Une entité est dite en banqueroute lorsqu’elle n’est pas en mesure d’honorer ses dettes. Il est vrai que les pays sont rarement mis en faillite, néanmoins, lorsque l’État n’arrive pas à payer ses fonctionnaires et traîne, pendant de longues périodes, des mois de salaires en arriérage, sans pouvoir ni sembler vouloir envisager un recours quelconque pour régulariser la situation, il faut se poser la question quant à la viabilité de cet État qui n’arrive plus à répondre à cette exigence fondamentale. Comment peut-il requérir de ses employés, de ses fonctionnaires, d’être assidus à la tâche et de se dédier à son service et à celui de ses citoyennes et ses concitoyens, si l’État lui-même ne respecte pas, en premier lieu, une partie essentielle de son engagement envers ses employés, ses fonctionnaires publics ?

Sur le plan politique, le Président de la République est aujourd’hui seul maître à bord. Il a le contrôle majoritaire des deux Chambres au Parlement. Il dispose également d’un appui politique ferme de la part d’alliés internationaux importants, comme le Canada, la France, les États-Unis. Néanmoins, il est incapable de faire voter un budget depuis le début de cet exercice financier qui a commencé le 1er octobre 2018. Il est incapable de museler une opposition pourtant faible et désorganisée, sans recourir à des mesures extrêmes de coercition et de violence. Éventuellement, celles-ci reviendront le hanter, surtout auprès de ses alliés internationaux qui ne pourront pas toujours cautionner l’arbitraire ni défendre l’indéfendable. Tous les objectifs politiques sur lesquels ce président avait fait campagne et dont il avait des slogans accrocheurs ont été ratés, jusqu’à présent. La concorde nationale, qui en est un, est loin d’être au rendez-vous. La création d’emplois également. Aujourd’hui, à ce chapitre, les maigres acquis accumulés ces dernières années, de peine et de misère, au prix d’augmentation famélique du salaire minimum, imposée en dépit des justes revendications des travailleurs, sont menacés, en raison de la gestion chaotique de ce dossier, tant par l’Exécutif que par ses appuis législatifs à la Chambre basse. Le pouvoir en place est même parvenu à se mettre à dos, à la fois le secteur patronal et les syndicats ouvriers, depuis le vote récent d’une loi décrétant une augmentation intempestive du salaire minimum par la Chambre des Députés, faisant fi du processus règlementaire et administratif, prévu à cet égard. Cette législation n’est pas encore adoptée par le Sénat mais elle est quand même parvenue à provoquer des secousses importantes au sein des associations patronales qui menacent de délocaliser certaines de leurs activités en République Dominicaine, de l’autre côté de la frontière.

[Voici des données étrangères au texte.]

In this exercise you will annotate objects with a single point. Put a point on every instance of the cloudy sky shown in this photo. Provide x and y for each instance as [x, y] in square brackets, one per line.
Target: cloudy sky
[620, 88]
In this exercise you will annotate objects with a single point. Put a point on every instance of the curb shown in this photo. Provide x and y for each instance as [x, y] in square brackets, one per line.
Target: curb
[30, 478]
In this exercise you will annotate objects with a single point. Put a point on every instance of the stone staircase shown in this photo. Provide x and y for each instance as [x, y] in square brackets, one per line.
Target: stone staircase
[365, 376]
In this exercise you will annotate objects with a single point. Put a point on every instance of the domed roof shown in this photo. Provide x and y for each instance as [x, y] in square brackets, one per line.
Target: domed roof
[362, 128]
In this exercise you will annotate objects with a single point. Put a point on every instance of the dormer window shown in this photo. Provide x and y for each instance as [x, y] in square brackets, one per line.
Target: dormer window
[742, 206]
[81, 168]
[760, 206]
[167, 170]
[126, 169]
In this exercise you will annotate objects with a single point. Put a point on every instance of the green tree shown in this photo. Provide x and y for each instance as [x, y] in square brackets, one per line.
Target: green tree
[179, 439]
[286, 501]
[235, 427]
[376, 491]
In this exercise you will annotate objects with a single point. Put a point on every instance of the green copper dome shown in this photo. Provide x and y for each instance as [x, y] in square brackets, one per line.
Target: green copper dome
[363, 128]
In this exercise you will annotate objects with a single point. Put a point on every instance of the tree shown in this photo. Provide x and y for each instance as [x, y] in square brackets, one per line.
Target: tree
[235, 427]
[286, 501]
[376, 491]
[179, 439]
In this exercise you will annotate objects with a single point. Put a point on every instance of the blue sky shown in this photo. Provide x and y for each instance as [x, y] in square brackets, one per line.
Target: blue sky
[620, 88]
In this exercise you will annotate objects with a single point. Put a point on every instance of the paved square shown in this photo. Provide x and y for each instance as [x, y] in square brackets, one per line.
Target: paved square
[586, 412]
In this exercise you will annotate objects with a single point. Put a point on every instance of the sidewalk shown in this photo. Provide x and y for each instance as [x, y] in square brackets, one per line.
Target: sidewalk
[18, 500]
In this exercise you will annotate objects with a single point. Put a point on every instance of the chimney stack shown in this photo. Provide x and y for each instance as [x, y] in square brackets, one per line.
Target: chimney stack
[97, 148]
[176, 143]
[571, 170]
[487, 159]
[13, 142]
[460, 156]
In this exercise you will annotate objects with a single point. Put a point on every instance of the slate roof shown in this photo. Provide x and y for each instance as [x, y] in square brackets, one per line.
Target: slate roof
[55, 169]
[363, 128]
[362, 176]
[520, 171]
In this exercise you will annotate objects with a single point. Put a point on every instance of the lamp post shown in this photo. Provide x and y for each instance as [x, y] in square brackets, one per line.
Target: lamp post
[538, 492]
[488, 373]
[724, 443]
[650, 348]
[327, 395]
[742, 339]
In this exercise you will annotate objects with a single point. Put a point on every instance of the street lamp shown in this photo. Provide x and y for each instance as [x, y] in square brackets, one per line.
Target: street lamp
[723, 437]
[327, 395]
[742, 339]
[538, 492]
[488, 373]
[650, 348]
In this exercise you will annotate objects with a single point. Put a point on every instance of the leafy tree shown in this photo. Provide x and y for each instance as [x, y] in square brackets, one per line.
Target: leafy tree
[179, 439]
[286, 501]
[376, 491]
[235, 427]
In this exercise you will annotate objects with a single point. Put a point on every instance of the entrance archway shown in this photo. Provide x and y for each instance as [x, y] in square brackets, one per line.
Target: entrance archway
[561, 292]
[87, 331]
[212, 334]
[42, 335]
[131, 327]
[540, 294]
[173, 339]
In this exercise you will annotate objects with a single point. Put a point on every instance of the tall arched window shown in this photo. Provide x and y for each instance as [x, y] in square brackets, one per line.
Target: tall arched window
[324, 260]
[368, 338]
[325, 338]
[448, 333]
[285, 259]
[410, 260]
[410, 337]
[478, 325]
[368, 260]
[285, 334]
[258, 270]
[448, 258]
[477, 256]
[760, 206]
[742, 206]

Bien qu’il soit le chantre par excellence du respect des normes et des mandats démocratiques, le Président vient pourtant d’avoir recours à toutes sortes de manœuvres politiques pour se débarrasser de son Premier Ministre, perçu comme un adversaire encombrant, qu’il avait introduit dans ses rangs pour faire parure d’ouverture politique. Ce faisant, il n’avait sans doute pas anticipé les chocs en retour. Toujours est-il qu’il s’est aliéné ainsi un autre parti politique assis à cheval sur la clôture, en Renmen Ayiti, d’où est issu l’ex-premier ministre Céant. Il a ainsi transmis ce message non équivoque à : UNIR, VÉRITÉ et divers partis autres de la faune politique haïtienne qui foisonne de groupuscules plus ou moins vertébrés. «Le PHTK vous bouffera tous, l’un après l’autre, à moins de vous aligner complètement et de vous soumettre pleinement, un peu comme le KID». C’est que décryptent les loustics, entre les lignes. Et, comme tout ce monde aspire à accéder au paradis du pouvoir, sans risquer l’autodafé, l’on comprendra bien que la cohorte ne se bouscule pas au portillon. La FUSION d’Edmonde Supplice Bauzile dit merci, mais non merci. L’AAA de Youri Latortue chavire carrément dans l’opposition. Nul ne sait combien de temps durera cette posture pour ce leader et ce parti, habitués à se déguiser en caméléon, quand c’est nécessaire. LAPEH également botte en touche, une certaine invitation. Quant à l’OPL, à Fanmi Lavalas et même au RDNP, pourtant généralement toujours «en réserve de la République», tout ce beau monde boude carrément le gouvernement et ses invitations. On flaire le piège à con. Personne ne veut revivre la même aventure que M. Céant. Les visites et les exhortations d’officiels américains, venus en renfort pour prêcher le dialogue inter-haïtien n’y font rien, du moins, pas qu’on le sache encore.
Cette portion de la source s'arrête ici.